June 3 (Bloomberg) -- IntercontinentalExchange Inc.’s plan to acquire NYSE Euronext, a proposal that preceded a $7 billion expansion in the companies’ combined market value, was approved by shareholders today.
The $9.7 billion takeover by Chief Executive Officer Jeffrey Sprecher’s 12-year-old futures venue was ratified by 99.7 percent of shares voted at a special meeting of Atlanta-based ICE and about 99 percent at NYSE, according to statements. Shares of the New York Stock Exchange operator have rallied 67 percent and IntercontinentalExchange, known as ICE, climbed 33 percent since the deal was announced through May 31.
Sprecher’s acquisition shows how fast the American trading landscape been transformed in the past decade amid regulation to spur competition and the emergence of electronic markets. The NYSE, which along with the Nasdaq Stock Market handled almost all U.S. share transactions for most of its history, now accounts for less than 30 percent.

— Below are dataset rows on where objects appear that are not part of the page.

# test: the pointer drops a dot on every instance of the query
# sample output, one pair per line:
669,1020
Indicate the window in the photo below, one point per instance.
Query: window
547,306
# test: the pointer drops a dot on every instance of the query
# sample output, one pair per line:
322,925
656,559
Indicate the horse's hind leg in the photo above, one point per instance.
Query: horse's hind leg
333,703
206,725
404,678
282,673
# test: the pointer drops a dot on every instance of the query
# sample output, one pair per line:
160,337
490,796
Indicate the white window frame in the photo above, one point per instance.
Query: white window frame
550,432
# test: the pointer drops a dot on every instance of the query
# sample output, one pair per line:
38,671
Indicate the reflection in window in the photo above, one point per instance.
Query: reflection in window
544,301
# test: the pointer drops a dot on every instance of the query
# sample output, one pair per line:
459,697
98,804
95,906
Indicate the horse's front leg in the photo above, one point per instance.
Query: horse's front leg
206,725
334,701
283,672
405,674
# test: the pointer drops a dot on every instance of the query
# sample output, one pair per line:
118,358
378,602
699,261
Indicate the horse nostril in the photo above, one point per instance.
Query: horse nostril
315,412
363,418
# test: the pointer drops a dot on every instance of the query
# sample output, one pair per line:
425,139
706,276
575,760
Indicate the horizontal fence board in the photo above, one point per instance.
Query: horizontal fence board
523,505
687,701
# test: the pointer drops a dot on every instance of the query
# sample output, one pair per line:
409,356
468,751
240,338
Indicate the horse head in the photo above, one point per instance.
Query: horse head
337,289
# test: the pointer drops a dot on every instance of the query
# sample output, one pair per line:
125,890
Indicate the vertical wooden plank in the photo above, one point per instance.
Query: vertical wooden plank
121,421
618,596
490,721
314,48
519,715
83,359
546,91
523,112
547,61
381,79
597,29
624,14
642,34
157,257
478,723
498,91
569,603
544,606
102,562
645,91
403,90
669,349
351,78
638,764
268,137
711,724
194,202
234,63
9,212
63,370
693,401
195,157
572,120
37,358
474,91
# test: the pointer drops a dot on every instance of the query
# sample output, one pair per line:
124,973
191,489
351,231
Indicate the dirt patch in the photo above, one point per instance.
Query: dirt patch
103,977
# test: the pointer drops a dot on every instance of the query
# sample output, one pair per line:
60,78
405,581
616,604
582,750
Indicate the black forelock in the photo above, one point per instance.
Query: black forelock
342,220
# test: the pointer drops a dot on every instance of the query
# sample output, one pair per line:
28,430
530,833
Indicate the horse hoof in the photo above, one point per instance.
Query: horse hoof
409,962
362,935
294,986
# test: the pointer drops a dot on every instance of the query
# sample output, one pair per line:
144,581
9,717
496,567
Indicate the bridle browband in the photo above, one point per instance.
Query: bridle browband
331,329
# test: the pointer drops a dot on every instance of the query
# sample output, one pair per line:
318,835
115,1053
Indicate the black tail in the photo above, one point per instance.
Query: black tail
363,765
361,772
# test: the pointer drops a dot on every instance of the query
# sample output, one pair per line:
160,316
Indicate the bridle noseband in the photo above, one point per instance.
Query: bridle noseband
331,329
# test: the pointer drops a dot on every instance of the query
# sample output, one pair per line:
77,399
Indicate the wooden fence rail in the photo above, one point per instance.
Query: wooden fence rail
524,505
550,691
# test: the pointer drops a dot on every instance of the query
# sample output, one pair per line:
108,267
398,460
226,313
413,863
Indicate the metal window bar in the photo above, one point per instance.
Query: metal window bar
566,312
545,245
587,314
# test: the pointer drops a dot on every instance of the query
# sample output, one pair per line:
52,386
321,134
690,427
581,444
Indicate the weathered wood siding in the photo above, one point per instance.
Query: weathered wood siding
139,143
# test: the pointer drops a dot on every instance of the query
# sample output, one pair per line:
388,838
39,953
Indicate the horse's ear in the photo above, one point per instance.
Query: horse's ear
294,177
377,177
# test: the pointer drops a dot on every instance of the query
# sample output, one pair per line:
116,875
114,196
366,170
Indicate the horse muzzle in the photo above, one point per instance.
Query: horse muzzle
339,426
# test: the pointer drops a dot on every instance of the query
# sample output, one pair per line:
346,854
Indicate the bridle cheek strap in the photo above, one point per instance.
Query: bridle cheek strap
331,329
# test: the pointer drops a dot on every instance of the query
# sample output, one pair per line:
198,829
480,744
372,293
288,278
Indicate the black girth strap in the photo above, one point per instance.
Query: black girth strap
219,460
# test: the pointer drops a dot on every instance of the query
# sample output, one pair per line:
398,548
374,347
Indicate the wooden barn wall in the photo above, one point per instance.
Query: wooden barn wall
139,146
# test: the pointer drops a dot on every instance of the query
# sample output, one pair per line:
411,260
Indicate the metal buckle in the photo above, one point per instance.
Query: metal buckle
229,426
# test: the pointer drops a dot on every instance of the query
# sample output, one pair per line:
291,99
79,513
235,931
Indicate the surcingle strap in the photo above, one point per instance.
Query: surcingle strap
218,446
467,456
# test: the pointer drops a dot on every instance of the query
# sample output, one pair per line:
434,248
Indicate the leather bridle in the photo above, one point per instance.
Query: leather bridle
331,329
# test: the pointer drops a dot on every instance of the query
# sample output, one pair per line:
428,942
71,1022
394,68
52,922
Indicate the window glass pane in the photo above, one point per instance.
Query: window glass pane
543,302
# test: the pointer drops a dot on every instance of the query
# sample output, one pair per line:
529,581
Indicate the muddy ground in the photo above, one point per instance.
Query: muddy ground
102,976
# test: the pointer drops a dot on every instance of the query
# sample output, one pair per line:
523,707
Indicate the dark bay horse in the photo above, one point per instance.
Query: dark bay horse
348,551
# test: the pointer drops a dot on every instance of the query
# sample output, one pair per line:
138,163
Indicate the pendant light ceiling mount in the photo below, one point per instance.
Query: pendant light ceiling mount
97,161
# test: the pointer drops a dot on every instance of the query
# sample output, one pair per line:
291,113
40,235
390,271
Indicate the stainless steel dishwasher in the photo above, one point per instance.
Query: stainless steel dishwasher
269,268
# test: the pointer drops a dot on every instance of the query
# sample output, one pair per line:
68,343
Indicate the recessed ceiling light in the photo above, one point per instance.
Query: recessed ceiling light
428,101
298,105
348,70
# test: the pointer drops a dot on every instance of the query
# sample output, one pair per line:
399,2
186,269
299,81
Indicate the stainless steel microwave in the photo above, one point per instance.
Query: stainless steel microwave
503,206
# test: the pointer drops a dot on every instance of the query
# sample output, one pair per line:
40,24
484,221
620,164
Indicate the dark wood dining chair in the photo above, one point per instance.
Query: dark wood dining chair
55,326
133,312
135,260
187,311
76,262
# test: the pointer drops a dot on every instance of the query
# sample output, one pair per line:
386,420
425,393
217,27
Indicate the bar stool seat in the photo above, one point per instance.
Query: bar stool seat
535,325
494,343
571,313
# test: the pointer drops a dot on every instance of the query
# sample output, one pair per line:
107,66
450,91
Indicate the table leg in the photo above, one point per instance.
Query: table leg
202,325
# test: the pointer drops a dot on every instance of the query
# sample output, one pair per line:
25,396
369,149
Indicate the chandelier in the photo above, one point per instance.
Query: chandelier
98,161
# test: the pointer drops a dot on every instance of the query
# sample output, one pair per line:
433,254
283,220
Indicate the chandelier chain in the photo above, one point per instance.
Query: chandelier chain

The takeover, still subject to regulatory approval in the U.S. and Europe, follows more than two years in which almost no deals were completed amid a global wave of proposed buyouts that exceeded $30 billion worth of offers. European regulators blocked the acquisition of NYSE Euronext by Deutsche Boerse AG in February 2012 while a bid by Singapore Exchange Ltd. for Australia’s market operator was rejected by the government.
ICE, which bought the New York Board of Trade in 2007 and renamed it ICE Futures U.S., has said it will keep the NYSE Euronext brand. The merged company will maintain dual headquarters in Atlanta and New York.